Clinical Research Unit
Case study
The challenge
Hot flash patient enrolment is particularly challenging due to the scarcity of patients fitting qualifying criteria. By definition, moderate hot flashes can cause disturbance in sleeping patterns, overheating and profuse sweating. For patients experiencing severe hot flashes, episodes may even require action to cool off. A sponsor was conducting an early phase clinical trial for female patients with hot flash symptoms. Potential subjects were required to keep a diary documenting daily hot flash symptoms over a 4-week qualifying period.
Eligible women were required to document a baseline average of ≥7 and ≤20 moderate to severe hot flashes per day during the last week of screening. In addition, eligible women had to experience a change of <50% in average 24-hour hot flash frequency between the first and second week of the screening period.
As a result of such stringent eligibility requirements, the site had to recruit more than the average number of subjects in order to successfully screen patients.
The solution
Generic hot flash advertising was placed into market for 14 weeks prior to study start in order to create interest. Advertising creative included a variety of media including flyers, print ads, Facebook ads, digital copy and digital billboards which took a light-hearted approach to the serious and often frustrating side effects of menopause. This was in an effort to pique the interest of postmenopausal women to engage patients, build up the database, and simplify the recruitment process.
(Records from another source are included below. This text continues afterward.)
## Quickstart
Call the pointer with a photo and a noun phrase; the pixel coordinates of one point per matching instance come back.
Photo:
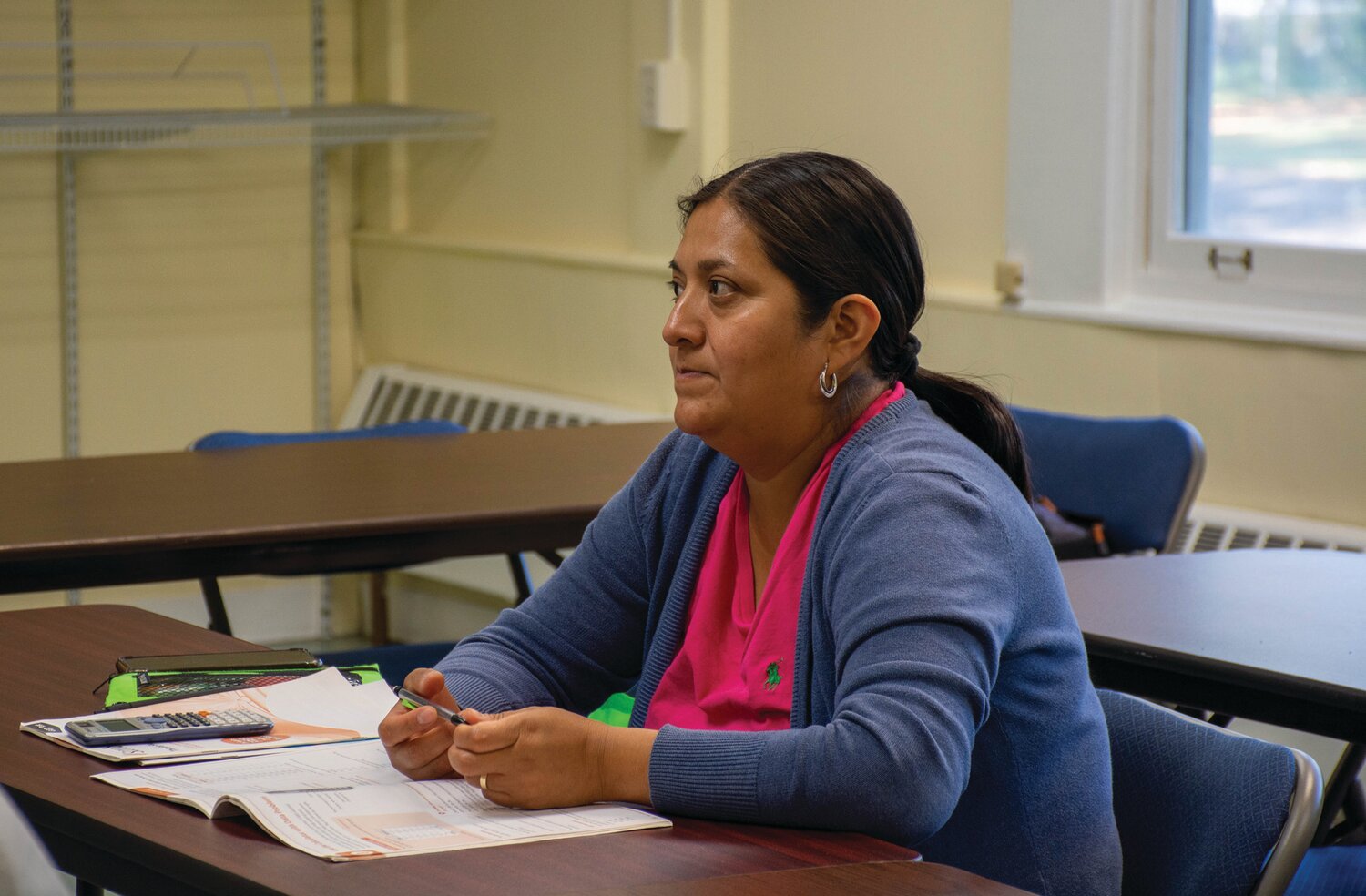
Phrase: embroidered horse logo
(772, 677)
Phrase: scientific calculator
(190, 726)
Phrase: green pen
(413, 701)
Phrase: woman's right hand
(415, 739)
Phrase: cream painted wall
(530, 256)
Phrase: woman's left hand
(544, 757)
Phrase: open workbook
(344, 802)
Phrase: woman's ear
(851, 325)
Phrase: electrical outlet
(664, 96)
(1010, 280)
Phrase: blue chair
(1137, 474)
(237, 439)
(1330, 871)
(1205, 810)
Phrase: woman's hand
(544, 757)
(415, 739)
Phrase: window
(1275, 131)
(1193, 164)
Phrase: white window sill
(1208, 319)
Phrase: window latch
(1228, 265)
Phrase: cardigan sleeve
(917, 590)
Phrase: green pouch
(133, 688)
(617, 710)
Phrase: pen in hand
(413, 701)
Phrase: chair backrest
(1202, 809)
(1137, 474)
(25, 866)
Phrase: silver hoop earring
(828, 391)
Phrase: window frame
(1093, 188)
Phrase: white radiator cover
(391, 393)
(388, 393)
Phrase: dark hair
(835, 229)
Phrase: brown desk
(1272, 636)
(309, 507)
(136, 844)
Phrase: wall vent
(1215, 527)
(392, 393)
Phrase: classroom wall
(537, 256)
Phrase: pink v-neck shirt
(732, 671)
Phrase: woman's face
(745, 365)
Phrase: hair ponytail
(835, 229)
(974, 412)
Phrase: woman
(827, 587)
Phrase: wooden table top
(308, 507)
(134, 844)
(1276, 636)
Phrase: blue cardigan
(940, 693)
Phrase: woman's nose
(682, 324)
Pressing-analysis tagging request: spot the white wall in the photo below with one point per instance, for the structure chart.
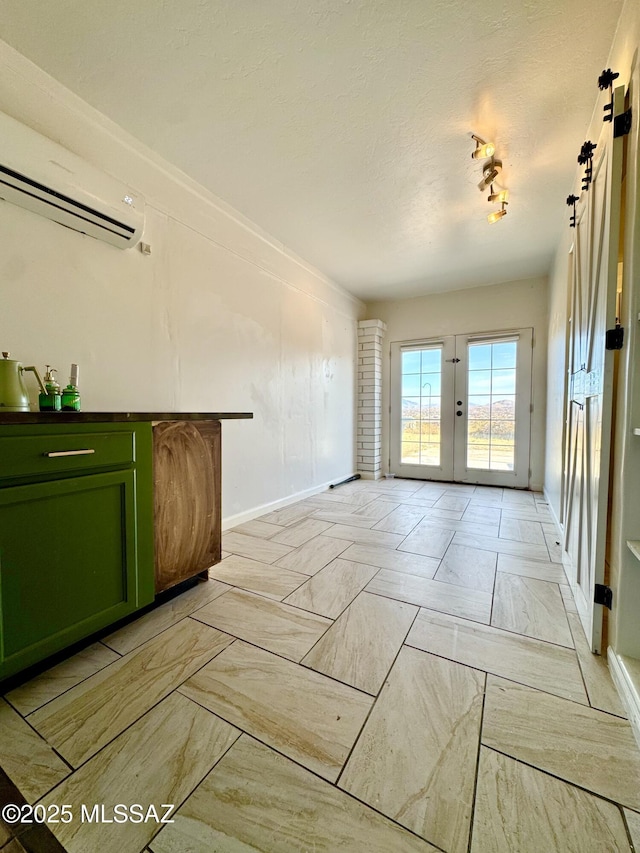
(510, 305)
(219, 318)
(624, 569)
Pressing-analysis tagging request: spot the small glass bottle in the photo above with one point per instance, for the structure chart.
(71, 395)
(52, 400)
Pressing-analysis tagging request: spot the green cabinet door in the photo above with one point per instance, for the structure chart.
(68, 563)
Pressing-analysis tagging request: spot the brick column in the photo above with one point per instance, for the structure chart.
(369, 411)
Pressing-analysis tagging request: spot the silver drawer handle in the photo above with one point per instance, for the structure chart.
(53, 453)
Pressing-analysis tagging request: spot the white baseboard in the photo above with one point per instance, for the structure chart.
(628, 686)
(256, 512)
(552, 511)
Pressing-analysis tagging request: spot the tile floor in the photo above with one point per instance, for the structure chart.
(390, 666)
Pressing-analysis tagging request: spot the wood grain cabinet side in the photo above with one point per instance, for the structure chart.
(187, 466)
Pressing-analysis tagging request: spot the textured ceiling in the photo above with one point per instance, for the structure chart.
(341, 127)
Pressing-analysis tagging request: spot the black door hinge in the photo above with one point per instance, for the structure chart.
(622, 124)
(614, 338)
(603, 595)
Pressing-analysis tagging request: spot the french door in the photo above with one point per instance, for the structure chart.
(461, 408)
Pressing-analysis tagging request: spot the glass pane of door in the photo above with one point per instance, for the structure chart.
(491, 416)
(421, 396)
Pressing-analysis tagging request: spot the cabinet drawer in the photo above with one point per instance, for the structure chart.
(25, 456)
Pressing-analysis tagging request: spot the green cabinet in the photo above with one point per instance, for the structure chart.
(76, 534)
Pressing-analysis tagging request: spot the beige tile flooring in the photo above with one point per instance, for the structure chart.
(388, 666)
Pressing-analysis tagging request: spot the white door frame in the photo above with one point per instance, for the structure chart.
(453, 427)
(590, 379)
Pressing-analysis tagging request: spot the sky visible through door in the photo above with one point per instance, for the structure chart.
(491, 417)
(421, 405)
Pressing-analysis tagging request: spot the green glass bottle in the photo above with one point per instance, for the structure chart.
(52, 400)
(71, 395)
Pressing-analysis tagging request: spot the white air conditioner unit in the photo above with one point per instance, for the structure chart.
(44, 177)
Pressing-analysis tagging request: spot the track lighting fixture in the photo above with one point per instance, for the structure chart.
(483, 149)
(497, 214)
(489, 173)
(491, 170)
(501, 197)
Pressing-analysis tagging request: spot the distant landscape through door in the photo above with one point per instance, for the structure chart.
(461, 408)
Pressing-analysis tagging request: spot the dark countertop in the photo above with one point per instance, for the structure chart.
(16, 418)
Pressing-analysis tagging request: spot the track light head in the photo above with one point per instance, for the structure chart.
(490, 173)
(501, 197)
(496, 215)
(483, 149)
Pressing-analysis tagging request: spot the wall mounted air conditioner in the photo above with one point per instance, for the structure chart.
(44, 177)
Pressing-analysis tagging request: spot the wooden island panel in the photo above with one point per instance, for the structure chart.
(187, 499)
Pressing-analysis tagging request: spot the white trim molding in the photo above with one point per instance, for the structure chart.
(625, 672)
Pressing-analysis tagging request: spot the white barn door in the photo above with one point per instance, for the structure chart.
(590, 379)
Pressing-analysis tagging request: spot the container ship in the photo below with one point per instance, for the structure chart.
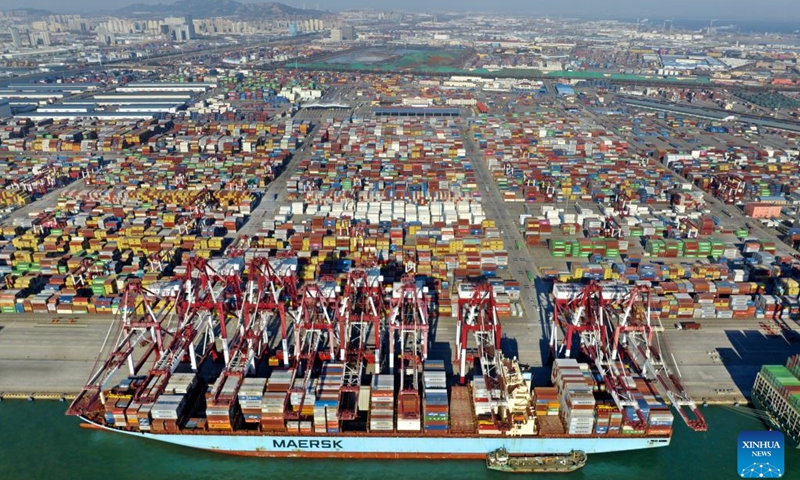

The value of working with ICON
- Created public awareness, interest in the study and word of mouth exposure
- Created generic “hot flash study” advertising to run in advance of study start
- The creative expressed empathy for the serious side effects of hot flashes
- Added PMP females with hot flashes to the database to enhance recruitment
The outcome
During the 14-week period, the hot flash study was promoted to more than 2,400 female callers. ICON’s early-phase group was successful in adding over a hundred postmenopausal females (experiencing hot flashes) to the database before the study was opened for recruitment. Adding subjects to the database enhanced patient recruitment outcomes. Furthermore, ICON’s assistance and advertising strategy aided in streamlining the early-phase study design for the sponsor.